Pattaya’s Soi Welcome: memory lane and graveyard shift

0
9533
The businesses in Soi Welcome are closed, but the girls make the best of it.

Even during Pattaya’s darkest days, there’s something irrepressible about Soi Welcome which unfolds onto Jomtien beach several kilometres out of town.  Just about the only cafe still open in this tourist-starved district carries a huge sign Beware of the Dog.  “Don’t worry,” says Pooky who has run the place for years, “he died last week.”  A nightclub nearby is shuttered, but a uniformed guy offers to sell me the stock of go-go costumes and brief panties for a knock-down price.  “They never paid me, so they’re mine to sell,” he says with confidence.  I tell him they’re not my size.



Nobody seems to know the origin of the expression Soi Welcome.  One story is that an early  entrepreneur from Exeter, UK, opened the first bar here many years ago after the same-name street in his home town.  Like most Pattaya legends, it’s hard to prove.  Another tale is that the street is named after that song in the Liza Minnelli movie, Cabaret, which contains the key word in several languages.  Willkommen, Bienvenue, Welcome!

Once effervescent, Soi Welcome is deserted during the pandemic restrictions.
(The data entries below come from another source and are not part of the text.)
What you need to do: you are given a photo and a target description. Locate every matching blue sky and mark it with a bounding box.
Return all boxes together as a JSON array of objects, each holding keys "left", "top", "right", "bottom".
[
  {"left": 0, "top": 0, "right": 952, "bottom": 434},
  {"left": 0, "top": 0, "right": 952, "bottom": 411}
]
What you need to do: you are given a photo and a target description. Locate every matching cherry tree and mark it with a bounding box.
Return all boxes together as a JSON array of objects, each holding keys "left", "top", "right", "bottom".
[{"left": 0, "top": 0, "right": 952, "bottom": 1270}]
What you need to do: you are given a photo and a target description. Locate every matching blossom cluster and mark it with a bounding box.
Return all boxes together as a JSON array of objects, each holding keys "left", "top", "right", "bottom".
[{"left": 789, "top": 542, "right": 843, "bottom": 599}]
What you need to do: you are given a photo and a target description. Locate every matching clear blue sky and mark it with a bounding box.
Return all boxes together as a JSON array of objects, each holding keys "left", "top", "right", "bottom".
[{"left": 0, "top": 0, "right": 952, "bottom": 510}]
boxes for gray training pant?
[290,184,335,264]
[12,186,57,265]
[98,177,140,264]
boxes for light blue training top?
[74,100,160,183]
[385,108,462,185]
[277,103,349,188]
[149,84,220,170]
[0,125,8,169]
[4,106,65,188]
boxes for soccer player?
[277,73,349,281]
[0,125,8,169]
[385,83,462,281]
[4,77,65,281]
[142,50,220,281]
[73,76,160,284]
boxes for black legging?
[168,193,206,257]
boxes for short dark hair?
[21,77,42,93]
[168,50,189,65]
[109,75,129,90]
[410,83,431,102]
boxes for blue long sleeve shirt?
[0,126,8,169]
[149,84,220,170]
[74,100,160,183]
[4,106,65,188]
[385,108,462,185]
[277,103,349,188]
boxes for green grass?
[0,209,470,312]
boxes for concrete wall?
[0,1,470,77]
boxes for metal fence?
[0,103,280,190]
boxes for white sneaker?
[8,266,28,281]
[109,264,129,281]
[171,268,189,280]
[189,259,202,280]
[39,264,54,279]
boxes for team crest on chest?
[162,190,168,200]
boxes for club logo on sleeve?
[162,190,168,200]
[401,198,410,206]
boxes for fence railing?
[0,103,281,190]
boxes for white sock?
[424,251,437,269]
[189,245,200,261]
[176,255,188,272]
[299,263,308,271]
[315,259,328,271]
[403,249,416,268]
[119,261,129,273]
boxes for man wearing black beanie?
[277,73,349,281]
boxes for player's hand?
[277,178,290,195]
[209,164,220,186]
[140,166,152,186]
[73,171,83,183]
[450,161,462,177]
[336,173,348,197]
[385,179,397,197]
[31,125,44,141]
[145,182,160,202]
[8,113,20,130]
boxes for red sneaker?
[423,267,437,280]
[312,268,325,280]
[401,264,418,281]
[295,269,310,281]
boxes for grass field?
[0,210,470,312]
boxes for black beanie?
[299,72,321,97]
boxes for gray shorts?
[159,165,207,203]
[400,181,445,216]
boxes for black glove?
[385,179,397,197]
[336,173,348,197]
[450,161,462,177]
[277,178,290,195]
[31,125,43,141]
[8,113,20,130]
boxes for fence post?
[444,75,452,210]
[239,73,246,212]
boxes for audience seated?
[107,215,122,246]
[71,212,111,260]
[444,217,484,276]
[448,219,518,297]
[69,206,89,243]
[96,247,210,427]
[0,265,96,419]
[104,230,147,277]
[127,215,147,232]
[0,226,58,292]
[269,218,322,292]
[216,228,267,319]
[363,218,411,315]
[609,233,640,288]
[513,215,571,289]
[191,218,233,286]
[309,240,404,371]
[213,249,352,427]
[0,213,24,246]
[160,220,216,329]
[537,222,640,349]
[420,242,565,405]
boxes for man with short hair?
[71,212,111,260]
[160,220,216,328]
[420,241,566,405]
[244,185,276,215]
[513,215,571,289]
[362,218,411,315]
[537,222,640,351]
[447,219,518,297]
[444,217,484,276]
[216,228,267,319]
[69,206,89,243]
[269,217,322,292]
In its heyday, Soi Welcome was a back-packer heaven offering cheap drinks, friendly hotels and instant gratification.  British pensioner Ken Holmes remembers the good old days.  “You could eat a hearty meal, have a few beers and get laid for 1,000 baht (just over 20 pounds).  It was the nearest thing to kiss-me-quick Blackpool, but without the candy floss and the danger of going home alone.”  He remembers his favourite haunts, long gone, were Young and Restless, The Tipsy Crow and Barfly.  Those were the days when Pattaya never slept.


Now, of course, a walk down Soi Welcome is at best a trip down memory lane or, at worst, a tour with the graveyard shift.  Girls still loiter at premises which used to be massage parlors, but aren’t officially any longer because of the Covid restrictions.  A wordly lady, Khun Mee, is feeding the stray cats in a derelict building as she does every day.  “My business has collapsed,” she explains, “but this street is my home.”  She adds pensively, “Who would feed them if I left?”

Khun Mee remains in Soi Welcome, if only to feed the stray cats.

At a former massage parlor, several ladies sit eating lunch.  One asks if I would like to watch a video which, she assures, is not illegal under the government’s restriction orders.  She shows me the selection which is severely limited to two choices: The Last Emperor (about Pu Yi, latterly emperor of Japanese-occupied Manchuria) and Clio Empress of Lust (hints of sado-masochism there).  I politely decline, but then she adds, “Just as well.  We don’t have a DVD player.”


Is there any chance of Soi Welcome regaining its former glory?  “Not really,” says the Thai manager of a rare hotel still operating there.  “The European, Australian and American boys really loved this street but they aren’t coming back.”  I remind him that 2,000 American troops on R and R are scheduled to arrive in Pattaya in August during the Cobra Gold military exercises.  “If that’s so, I guess the cost of face masks is going to triple,” he concludes with a smile.